Israel's Prime Minister is accused of easing regulations in exchange for favourable press coverage

    Police investigators arrive at the Prime Minister's residence in Jerusalem on Friday
    Police investigators arrive at the Prime Minister's residence in Jerusalem on Friday (Photo: Flash90)

    Benjamin Netanyahu is due to face another round of police questioning on Friday, this time into his allegedly corrupt relationship with the chairman of Bezeq, Israel’s largest telecommunications firm.

    The prime minister and his wife, Sara, are suspected of guaranteeing regulatory benefits to Shaul Alovich in return for favourable media coverage on Walla!, a news website owned by Bezeq’s main shareholder.

    The questioning comes a day before Mr Netanyahu leaves on Saturday night for Washington, where he will meet President Donald Trump and address the annual AIPAC conference. 

    At an arrest hearing for other suspects in the case at Tel Aviv District Court on Tuesday, state prosecution representative Yehudit Tirosh described the suspicions as “a serious case of giving and receiving bribes” involving Mr Netanyahu. 
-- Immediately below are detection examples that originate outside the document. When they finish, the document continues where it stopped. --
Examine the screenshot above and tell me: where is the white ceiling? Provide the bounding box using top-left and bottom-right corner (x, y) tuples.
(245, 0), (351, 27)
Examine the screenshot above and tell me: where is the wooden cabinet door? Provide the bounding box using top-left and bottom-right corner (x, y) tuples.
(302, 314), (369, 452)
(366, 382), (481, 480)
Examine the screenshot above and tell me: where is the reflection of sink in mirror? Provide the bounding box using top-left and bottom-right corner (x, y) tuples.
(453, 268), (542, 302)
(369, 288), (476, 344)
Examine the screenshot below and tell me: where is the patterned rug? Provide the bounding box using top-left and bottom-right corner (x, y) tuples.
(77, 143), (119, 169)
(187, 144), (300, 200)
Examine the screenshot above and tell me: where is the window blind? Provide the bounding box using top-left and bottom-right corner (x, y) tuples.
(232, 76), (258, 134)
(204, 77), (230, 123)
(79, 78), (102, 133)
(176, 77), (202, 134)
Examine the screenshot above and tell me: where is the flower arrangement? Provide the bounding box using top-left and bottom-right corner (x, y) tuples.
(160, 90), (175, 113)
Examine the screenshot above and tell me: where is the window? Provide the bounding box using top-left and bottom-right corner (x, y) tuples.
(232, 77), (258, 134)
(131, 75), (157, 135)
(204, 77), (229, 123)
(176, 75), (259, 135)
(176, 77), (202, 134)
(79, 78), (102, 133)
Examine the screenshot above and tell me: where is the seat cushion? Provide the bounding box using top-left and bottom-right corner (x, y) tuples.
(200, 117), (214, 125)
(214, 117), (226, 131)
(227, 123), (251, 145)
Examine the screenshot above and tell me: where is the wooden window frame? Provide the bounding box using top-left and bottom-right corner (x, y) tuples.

    Interactive explainer: five corruption allegations facing Benjamin Netanyahu

    The investigators believe that the prime minister used his close aide Shlomo Filber, who spent three years as director-general at Israel’s Communications Ministry, to intervene in the regulatory process to the benefit of Mr Alovich's businesses.

    In return, the investigators allege, Mr Netanyahu received glowing coverage on the Walla! website owned by Bezeq, at a time when the prime minister was also serving as communications minister.

    Mr Filber signed a state witness agreement last week and is currently cooperating with the police.

    The Israeli Prime Minister is also expected to be questioned over allegations that Nir Hefetz, one of his aides, approached a retired judge to ask whether she would be interested in becoming the next attorney-general in exchange for closing an investigation into misuse of public funds by Sara Netanyahu.

    Mr Netanyahu is already the subject of two prior corruption investigations in which police have recommended he be indicted for bribery and fraud.

    He said earlier this week that the latest allegations were “a new balloon” and that “all actions (of the communications ministry) were carried out in a proper fashion and based on the recommendations of the professional civil servants.”

    Shaul Alovich and Nir Hefetz have been in police custody for nearly two weeks.